First, while our findings show a strong association between ACI and MASLD, MASLD may also contribute to lipid metabolism changes, rather than just resulting from dyslipidemia. The cross-sectional design limits our ability to clarify the causal relationship, emphasizing the need for future prospective research to establish the temporal sequence. Second, MASLD was assessed using ultrasound, which may miss mild hepatic steatosis compared to liver biopsy. Future studies could incorporate more precise methods, such as transient elastography with controlled attenuation parameters (CAP), MRI-proton density fat fraction (MRI-PDFF) or liver biopsy, to ensure accurate diagnosis and enhance result reliability. Finally, potential confounders such as lipid-lowering medication (statins), dietary patterns, physical activity, and antidiabetic treatments (insulin or sulfonylureas) were not systematically collected or controlled, which may have influenced lipid levels and confounded the observed association between ACI and MASLD. Prospective studies with comprehensive data collection and adjustment for these factors are needed to validate our findings.

Conclusion

In conclusion, this study found that ACI is significantly associated with MASLD in patients with T2D and serves as an independent risk factor. Moreover, ACI demonstrated stable associations across different sex, age, and BMI subgroups, further supporting its potential predictive value for MASLD. Future studies should further validate the application of ACI in the screening and management of MASLD in T2D patients.

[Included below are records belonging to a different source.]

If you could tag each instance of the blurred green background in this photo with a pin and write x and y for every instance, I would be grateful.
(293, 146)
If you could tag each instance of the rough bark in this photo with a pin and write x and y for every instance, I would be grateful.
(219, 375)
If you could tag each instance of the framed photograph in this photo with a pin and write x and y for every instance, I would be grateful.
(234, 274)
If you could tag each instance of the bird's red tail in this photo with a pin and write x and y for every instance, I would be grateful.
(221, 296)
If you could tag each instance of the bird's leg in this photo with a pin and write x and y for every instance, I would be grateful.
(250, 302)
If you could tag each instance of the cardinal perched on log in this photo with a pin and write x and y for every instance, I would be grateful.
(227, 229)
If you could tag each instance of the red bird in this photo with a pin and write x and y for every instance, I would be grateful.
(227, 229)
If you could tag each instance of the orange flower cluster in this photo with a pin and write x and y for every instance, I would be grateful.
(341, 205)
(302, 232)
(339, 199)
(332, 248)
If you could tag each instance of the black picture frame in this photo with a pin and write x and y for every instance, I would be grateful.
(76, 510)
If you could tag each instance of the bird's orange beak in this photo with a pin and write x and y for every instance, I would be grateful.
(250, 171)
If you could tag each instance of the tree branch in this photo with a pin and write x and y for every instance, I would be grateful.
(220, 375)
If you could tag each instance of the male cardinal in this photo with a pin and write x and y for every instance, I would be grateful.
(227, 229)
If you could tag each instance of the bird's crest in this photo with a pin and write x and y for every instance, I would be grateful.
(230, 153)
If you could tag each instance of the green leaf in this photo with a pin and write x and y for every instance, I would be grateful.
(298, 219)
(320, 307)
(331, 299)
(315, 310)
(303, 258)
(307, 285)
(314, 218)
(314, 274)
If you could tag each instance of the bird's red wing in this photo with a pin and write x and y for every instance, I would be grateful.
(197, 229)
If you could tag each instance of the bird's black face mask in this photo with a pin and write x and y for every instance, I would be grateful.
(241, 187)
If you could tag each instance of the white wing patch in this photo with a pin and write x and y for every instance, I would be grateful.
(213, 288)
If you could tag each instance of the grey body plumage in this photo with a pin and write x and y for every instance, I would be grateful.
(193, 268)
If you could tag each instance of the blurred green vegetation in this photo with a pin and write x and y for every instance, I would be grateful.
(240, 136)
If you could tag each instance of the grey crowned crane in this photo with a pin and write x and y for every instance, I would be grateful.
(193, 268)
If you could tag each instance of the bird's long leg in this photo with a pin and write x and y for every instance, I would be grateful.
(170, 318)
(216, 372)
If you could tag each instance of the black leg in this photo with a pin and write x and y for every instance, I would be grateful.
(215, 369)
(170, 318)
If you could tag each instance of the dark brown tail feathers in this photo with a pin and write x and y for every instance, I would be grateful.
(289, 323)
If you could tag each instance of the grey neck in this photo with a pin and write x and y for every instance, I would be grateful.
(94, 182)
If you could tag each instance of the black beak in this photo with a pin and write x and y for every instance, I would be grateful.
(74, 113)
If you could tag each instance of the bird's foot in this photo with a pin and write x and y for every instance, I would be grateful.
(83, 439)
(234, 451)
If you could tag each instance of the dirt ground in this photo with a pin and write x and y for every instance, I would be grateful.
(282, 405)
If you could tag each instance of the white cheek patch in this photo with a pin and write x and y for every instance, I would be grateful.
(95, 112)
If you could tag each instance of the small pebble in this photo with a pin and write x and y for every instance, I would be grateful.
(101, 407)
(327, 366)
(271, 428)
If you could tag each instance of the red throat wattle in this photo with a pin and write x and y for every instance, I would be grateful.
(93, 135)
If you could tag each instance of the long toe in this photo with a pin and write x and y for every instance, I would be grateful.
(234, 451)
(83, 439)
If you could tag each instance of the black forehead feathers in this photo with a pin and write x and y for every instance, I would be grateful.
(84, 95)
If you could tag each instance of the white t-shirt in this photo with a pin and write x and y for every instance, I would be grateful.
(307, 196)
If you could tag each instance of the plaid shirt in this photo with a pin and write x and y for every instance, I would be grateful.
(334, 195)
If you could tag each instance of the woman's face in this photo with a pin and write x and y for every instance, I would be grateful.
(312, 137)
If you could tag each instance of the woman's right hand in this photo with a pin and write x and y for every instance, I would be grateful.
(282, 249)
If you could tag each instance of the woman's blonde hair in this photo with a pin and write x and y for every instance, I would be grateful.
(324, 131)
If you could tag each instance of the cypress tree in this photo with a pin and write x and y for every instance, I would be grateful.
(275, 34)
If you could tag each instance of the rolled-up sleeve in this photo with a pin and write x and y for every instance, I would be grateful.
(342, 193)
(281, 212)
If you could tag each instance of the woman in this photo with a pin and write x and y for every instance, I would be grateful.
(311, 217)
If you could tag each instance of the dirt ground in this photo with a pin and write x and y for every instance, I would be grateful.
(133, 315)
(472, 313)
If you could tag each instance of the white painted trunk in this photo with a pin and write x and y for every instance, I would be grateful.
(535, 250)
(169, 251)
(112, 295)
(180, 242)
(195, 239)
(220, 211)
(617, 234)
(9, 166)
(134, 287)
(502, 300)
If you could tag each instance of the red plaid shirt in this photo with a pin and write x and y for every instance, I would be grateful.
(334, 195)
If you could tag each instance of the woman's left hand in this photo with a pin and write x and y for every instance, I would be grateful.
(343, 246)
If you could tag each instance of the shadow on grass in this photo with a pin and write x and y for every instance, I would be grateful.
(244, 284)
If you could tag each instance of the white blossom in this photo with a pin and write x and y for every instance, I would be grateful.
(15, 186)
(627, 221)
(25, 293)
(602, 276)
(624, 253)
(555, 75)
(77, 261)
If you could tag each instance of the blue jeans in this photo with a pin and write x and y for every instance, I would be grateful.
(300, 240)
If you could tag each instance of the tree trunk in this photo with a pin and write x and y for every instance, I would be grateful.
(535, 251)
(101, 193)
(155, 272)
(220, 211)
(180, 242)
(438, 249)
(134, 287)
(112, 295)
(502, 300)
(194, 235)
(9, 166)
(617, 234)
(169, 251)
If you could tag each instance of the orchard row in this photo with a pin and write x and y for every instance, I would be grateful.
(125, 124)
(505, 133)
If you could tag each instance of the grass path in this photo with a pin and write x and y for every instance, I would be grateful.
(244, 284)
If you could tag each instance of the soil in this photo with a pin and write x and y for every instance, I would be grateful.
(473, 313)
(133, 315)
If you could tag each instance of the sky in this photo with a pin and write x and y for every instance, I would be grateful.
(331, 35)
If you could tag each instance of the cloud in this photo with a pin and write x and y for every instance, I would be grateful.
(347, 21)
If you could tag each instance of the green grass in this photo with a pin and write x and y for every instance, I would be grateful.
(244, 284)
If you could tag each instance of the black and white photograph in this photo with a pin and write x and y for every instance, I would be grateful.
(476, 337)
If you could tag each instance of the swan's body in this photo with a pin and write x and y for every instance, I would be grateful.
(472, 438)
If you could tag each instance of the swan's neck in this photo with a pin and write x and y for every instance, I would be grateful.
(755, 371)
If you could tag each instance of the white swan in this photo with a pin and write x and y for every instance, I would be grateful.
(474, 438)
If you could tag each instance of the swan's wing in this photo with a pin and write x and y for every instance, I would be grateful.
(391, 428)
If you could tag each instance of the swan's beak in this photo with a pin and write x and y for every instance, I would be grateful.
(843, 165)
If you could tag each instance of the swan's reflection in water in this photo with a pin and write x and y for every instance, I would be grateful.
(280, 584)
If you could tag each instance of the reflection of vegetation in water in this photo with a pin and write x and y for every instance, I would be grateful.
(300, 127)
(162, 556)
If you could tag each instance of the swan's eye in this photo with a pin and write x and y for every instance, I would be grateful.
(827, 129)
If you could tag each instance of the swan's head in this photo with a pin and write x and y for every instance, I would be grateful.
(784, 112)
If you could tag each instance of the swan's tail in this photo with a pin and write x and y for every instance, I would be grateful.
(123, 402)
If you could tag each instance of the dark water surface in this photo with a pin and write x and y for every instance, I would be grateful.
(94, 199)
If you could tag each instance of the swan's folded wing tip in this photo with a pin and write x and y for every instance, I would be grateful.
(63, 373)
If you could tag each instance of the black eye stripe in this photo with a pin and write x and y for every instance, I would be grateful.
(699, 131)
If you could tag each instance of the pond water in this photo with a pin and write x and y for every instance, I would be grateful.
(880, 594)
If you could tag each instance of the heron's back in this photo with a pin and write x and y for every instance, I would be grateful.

Ethics Approval and Consent to Participate

The study received approval from the Human Ethics Committee of Linyi People’s Hospital. All procedures followed the ethical guidelines outlined in the Declaration of Helsinki. Informed consent was obtained from all participating patients.

Funding

This study was funded by the Postdoctoral Program of the Affiliated Hospital of Jining Medical University (JYFY322152), and the Key Research and Development Program of Linyi City (2024YX004).

Disclosure

The authors declare no competing interests related to this study. Jie Sheng and Shuwei Shi contributed equally to this work and are co-first authors.